Boko Haram were suspected of killing nearly 50 pupils Monday in a suicide bombing in northeast Nigeria, in one of the worst attacks against schools teaching a so-called Western curriculum.
The explosion at the all-boys school in Potiskum is the latest in a series of atrocities against schoolchildren in the state of Yobe, and the second suicide attack in the town in eight days.
The massacre came just a day after the release of a new Boko Haram video in which the group’s leader, Abubakar Shekau, again rejected Nigerian government claims of a ceasefire and peace talks.
Students at the Government Comprehensive Senior Science Secondary School in Potiskum were waiting to hear the principal’s daily address when the explosion happened at 7:50 am (0650 GMT).
“There was an explosion detonated by a suicide bomber.

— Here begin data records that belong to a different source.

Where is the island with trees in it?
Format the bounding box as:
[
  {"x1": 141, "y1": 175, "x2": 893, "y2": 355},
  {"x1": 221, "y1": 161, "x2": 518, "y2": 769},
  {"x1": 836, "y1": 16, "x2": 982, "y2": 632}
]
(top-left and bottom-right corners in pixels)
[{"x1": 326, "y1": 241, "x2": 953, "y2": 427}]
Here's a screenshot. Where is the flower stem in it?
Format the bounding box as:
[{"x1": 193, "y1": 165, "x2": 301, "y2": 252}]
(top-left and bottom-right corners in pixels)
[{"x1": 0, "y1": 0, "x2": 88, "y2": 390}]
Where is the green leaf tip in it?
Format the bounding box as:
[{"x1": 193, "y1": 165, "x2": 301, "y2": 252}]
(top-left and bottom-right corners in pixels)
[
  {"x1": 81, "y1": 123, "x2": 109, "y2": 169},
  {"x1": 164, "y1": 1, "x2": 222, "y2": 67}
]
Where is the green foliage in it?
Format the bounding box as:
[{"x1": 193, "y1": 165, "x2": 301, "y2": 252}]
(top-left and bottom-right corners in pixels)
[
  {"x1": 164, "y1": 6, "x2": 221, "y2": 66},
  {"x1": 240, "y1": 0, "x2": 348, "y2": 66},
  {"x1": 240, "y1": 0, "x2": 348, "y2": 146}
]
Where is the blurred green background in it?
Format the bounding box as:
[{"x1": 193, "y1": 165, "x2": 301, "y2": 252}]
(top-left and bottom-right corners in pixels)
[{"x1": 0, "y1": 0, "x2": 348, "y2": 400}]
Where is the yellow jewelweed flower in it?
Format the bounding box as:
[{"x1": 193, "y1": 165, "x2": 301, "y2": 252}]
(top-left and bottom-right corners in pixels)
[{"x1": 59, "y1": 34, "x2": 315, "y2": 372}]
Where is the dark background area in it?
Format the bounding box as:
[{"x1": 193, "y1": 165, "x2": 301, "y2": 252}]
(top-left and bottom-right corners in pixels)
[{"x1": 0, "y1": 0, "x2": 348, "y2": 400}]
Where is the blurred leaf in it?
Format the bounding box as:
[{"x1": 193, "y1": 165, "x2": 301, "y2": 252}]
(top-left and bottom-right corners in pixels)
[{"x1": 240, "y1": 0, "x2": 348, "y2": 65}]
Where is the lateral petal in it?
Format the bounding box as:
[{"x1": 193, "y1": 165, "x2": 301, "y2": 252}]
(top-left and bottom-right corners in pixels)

We have 47 dead and 79 injured,” national police spokesman Emmanuel Ojukwu said, adding that Boko Haram was believed responsible.
eacher at the school, who asked not be identified, called the blast “thunderous”, while a local described the horror of the aftermath.
Adamu Alkassim said the scene was a mass of abandoned footwear, blood and flesh, as the victims were taken to the Potiskum General Hospital, just 100 metres away.
One rescue worker involved in evacuating the students from the school said the wounded had “various degrees of injuries”.
The victims are thought to be in their teens.
Boko Haram, which wants to create a hardline Islamic state in northern Nigeria, has previously carried out deadly attacks on schools teaching a so-called Western curriculum since 2009.
In February, gunmen killed at least 40 students after throwing explosives into the dormitory of a government boarding school in Buni Yadi, also in Yobe state.
In July last year 42 students were killed when Boko Haram stormed dormitories in a gun and bomb attack on a government boarding school in the village of Mamudo, near Potiskum.
Boko Haram’s most high-profile attack on a school came in April, when fighters kidnapped 276 girls from the town of Chibok in Borno state, also in northeast Nigeria.
More than six months later, 219 of the girls are still being held.
– Boko Haram blamed –
Potiskum, the commercial hub of Yobe state, has been repeatedly targeted by deadly attacks blamed on Boko Haram.
Last Monday, at least 15 people were killed in a suicide bombing on a Shia religious ceremony in the city.
On Wednesday, 16 men arrested by the military on suspicion of links to Boko Haram were found dead with bullet wounds just hours later.
Yobe is one of three northeastern states that has been under a state of emergency since May last year to try to quell the bloody insurgency.
But violence has continued unabated and Boko Haram has seized at least two dozen towns and villages in recent months, raising doubts about the government’s ability to control the region.
Boko Haram fighters were seen in a new video obtained by AFP on Sunday parading a tank in an unidentified town that they apparently now control and Shekau preaching to locals.
The message in the 44-minute video appeared to be aimed at reinforcing Shekau’s claim that he has created a caliphate within Nigeria.
Shekau, who has previously expressed solidarity with other jihadi groups and leaders, seemed to associate territory under his control with a wider, global caliphate.
But he does not submit to the authority of any other leader.